Development of a Road Visibility Forecast Model on the Basis of a CCTV-Camera-Based Road Visibility Information System

This study proposes a model that forecasts visibility in winter on the basis of a CCTV-Camera-Based Road Visibility Information System (RVIS) that was developed by the authors to minimize winter hazards, including traffic accidents resulting from snowstorm-induced poor visibility. The RVIS quantifies road images recorded by multiple closed-circuit television (CCTV) cameras along the roads to automatically apply the quantified information to pre-defined visibility indexes that indicate levels of road visibility. To quantify the road images, the weighed intensity of power spectrum (WIPS) is calculated such that its magnitude represents the difference in spatial frequencies. When road visibility decreases from snowstorm or fog, the contrast of road view contained in the CCTV camera image decreases. From WIPS values, the road visibility index (RVI) is calculated. The RVI is categorized into 4 ranks for greater understandability by users: Level 1(≧500 m), Level 2 (200~500 m), Level 3 (100~200 m) and Level 4(<100 m). From the RVI ranks, road users can know the visibility level on the route where they are planning to drive. The objective of this study is to develop a visibility forecast model utilizing the RVIS. To achieve the goal, we used the data of the WIPS values and RVI ranks recorded by the RVIS, as well as 1-km-mesh meteorological data recorded by the Japan Weather Association.
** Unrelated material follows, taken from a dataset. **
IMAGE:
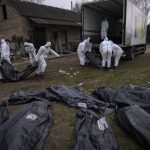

A feasibility study on the visibility forecast model was conducted during the winter of 2009-2010 at a 35-km section of National Route 40 in Hokkaido, Japan. In the study, 1-km-mesh meteorological data were used to estimate the WIPS values and RVI ranks a few hours ahead of time by employing a multiple-regression model and the Kalman filter. The relationship between WIPS data from road images as dependent variables and the meteorological data as independent variables was examined to compare the accuracy of WIPS estimation between the two models. As a result, the correlation coefficient for the Kalman filter indicated better fit than that for the multiple-regression model. Thereby, the Kalman filter was identified to be more applicable than the multiple-regression approach to create a road visibility forecast model.